Using Community-Level Quality Measurement to Promote Value in Health Benefit Design

The Experience of Maine¿s State Employees Health Insurance Program

Employers or health plans may provide financial incentives to consumers in an effort to “steer” them to high quality or low cost providers, based on these tiers, through reduced deductibles or copayments.

Tiering has been applied extensively to prescription drug benefits. While not as extensive, tiering of physician and hospital services is growing. The Maine Health Management Coalition (MHMC), an alliance of employers, hospitals, health plans, and physicians, and an Aligning Forces for Quality (AF4Q) grantee, provides a useful example of how provider tiering and steering programs can be executed in the real world.

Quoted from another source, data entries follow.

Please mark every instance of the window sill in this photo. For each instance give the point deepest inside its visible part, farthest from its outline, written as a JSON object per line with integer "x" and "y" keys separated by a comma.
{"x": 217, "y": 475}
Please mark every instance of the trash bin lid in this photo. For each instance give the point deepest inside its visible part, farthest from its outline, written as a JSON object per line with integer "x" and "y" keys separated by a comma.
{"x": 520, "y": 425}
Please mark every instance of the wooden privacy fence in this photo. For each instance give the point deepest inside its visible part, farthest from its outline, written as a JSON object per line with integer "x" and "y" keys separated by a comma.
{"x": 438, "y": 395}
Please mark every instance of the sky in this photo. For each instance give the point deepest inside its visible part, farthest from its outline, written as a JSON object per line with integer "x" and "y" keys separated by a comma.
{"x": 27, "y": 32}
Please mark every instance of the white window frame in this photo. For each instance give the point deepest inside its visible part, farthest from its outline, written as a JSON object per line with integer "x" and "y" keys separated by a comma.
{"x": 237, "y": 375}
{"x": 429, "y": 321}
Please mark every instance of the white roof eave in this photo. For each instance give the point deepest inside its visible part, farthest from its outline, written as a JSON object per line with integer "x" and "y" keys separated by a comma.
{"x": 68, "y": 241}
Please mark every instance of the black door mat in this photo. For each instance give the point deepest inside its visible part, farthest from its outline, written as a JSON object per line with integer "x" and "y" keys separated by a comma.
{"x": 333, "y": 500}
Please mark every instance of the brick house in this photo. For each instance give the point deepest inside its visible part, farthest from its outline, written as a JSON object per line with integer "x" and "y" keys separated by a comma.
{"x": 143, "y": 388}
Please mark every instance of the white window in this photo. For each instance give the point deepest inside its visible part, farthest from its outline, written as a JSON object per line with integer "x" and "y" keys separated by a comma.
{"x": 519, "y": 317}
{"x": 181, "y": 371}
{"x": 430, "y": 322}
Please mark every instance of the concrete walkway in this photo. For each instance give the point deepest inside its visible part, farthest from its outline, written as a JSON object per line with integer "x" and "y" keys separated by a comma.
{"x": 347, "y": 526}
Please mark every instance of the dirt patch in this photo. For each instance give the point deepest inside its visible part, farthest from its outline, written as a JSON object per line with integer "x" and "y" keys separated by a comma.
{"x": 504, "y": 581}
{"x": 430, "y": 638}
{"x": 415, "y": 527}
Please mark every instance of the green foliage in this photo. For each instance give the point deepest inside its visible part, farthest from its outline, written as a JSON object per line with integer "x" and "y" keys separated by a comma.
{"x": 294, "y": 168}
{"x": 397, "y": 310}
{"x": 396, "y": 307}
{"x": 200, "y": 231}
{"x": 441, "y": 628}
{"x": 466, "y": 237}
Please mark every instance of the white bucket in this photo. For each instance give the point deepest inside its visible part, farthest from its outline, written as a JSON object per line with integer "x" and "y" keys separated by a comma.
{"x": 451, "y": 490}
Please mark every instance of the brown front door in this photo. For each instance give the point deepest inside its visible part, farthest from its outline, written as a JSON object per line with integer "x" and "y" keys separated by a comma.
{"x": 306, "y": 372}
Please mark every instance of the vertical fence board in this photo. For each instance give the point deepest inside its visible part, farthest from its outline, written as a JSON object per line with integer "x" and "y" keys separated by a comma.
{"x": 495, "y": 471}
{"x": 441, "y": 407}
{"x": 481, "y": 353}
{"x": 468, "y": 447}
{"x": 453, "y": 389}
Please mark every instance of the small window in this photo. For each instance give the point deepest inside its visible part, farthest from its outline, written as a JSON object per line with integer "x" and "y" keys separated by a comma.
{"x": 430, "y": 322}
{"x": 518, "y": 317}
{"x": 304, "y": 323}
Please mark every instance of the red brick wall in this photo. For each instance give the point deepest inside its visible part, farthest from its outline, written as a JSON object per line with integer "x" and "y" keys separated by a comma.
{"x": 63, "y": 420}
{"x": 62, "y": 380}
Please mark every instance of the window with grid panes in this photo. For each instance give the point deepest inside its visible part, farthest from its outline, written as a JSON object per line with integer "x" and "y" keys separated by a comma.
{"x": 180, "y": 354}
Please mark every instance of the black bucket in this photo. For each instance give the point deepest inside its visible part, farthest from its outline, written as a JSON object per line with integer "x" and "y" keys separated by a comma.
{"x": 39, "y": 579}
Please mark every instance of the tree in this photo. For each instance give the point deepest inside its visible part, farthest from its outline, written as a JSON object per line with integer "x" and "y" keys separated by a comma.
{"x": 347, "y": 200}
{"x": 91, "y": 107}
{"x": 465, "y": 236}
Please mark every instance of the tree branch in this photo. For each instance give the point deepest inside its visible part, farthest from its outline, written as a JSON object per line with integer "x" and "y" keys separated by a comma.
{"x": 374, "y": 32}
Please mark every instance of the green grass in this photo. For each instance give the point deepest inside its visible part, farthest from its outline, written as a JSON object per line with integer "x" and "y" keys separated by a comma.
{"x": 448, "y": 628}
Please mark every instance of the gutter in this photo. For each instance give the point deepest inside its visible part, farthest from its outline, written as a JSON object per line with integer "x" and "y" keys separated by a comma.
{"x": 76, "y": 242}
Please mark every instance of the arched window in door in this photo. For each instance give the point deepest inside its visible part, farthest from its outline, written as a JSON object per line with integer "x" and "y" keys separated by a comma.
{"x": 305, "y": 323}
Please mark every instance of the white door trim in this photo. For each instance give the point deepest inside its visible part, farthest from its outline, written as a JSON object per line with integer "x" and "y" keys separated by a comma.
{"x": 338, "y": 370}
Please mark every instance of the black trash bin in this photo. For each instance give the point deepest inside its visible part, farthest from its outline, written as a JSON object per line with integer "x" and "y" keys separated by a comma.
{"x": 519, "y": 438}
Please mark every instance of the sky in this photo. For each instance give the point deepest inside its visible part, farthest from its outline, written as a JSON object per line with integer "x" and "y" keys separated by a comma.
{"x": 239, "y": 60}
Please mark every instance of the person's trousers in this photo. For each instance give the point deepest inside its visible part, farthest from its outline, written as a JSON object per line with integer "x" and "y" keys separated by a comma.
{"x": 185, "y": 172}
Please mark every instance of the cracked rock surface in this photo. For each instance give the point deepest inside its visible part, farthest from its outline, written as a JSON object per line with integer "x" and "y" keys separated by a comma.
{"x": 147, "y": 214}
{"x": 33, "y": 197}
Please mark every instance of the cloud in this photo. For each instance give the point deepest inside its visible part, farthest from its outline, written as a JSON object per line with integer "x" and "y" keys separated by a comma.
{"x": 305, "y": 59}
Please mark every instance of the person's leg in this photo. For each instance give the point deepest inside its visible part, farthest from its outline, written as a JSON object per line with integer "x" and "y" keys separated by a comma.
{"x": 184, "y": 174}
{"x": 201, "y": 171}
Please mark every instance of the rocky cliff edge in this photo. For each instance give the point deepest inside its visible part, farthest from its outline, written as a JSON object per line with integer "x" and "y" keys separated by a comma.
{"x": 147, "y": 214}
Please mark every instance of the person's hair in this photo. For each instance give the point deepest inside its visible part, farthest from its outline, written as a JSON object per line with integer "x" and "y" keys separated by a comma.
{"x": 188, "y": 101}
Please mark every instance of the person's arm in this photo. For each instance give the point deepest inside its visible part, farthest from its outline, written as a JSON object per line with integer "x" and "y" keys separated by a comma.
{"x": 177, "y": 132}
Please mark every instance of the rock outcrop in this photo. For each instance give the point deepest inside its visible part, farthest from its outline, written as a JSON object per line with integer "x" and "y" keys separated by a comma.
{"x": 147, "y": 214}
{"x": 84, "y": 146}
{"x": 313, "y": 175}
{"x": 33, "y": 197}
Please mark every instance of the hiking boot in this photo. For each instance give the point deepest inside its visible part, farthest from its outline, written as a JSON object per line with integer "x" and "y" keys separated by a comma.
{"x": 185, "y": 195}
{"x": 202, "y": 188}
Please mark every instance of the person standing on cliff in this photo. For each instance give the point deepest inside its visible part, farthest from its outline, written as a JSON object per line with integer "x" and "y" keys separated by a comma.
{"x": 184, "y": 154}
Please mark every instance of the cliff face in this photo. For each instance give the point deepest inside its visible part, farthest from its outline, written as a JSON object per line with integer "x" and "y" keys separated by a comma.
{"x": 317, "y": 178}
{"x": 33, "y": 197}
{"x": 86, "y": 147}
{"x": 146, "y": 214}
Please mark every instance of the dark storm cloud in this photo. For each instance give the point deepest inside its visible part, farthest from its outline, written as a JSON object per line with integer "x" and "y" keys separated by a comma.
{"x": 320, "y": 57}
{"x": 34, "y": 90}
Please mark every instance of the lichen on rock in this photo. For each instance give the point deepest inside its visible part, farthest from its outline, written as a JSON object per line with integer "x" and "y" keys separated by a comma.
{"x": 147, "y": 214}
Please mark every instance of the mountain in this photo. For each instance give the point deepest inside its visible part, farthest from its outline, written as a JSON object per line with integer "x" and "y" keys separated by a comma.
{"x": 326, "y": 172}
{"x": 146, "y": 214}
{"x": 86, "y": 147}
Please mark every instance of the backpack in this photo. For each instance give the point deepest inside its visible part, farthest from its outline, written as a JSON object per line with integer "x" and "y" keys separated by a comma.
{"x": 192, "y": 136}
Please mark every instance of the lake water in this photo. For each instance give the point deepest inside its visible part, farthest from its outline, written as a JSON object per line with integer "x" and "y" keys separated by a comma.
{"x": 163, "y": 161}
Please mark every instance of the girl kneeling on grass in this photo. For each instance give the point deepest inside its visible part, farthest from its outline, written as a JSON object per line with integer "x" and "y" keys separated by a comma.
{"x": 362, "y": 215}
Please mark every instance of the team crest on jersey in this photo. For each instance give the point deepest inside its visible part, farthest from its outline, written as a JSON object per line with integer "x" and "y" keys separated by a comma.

A pillar of AF4Q in the State of Maine is the development and public reporting of physician quality measures. The MHMC has worked with its employer, physician, and health plan members to develop widely supported public reporting of physician practice quality based on National Committee for Quality Assurance (NCQA) and Bridges to Excellence (BTE) metrics.

The State Employee Health Commission, which manages the health benefit plan for state employees, used the MHMC quality measurement initiative to tier providers and hospitals; the Commission also has worked with its health plan to provide incentives to consumers to seek care from high quality physician practices and hospitals. In this Research Summary, we describe the key features of the program in Maine and discuss the lessons learned through this initiative.

It has been well established that care for chronic disease in the United States is not optimal, and a variety of interventions have been proposed across the ideological spectrum to improve that care. There has been a growing interest in quality improvement interventions targeted at patients and consumers—a “consumer focused” strategy. One particular intervention which is garnering considerable attention is the concept of “tiering and steering.”

Tiering has been defined as: “the classification of health care providers (e.g., hospitals or physicians) or treatments (e.g., pharmaceuticals, durable medical equipment, physical therapy) into different groups or ‘tiers’ based on objective or subjective criteria such as measures of cost, quality, safety or value.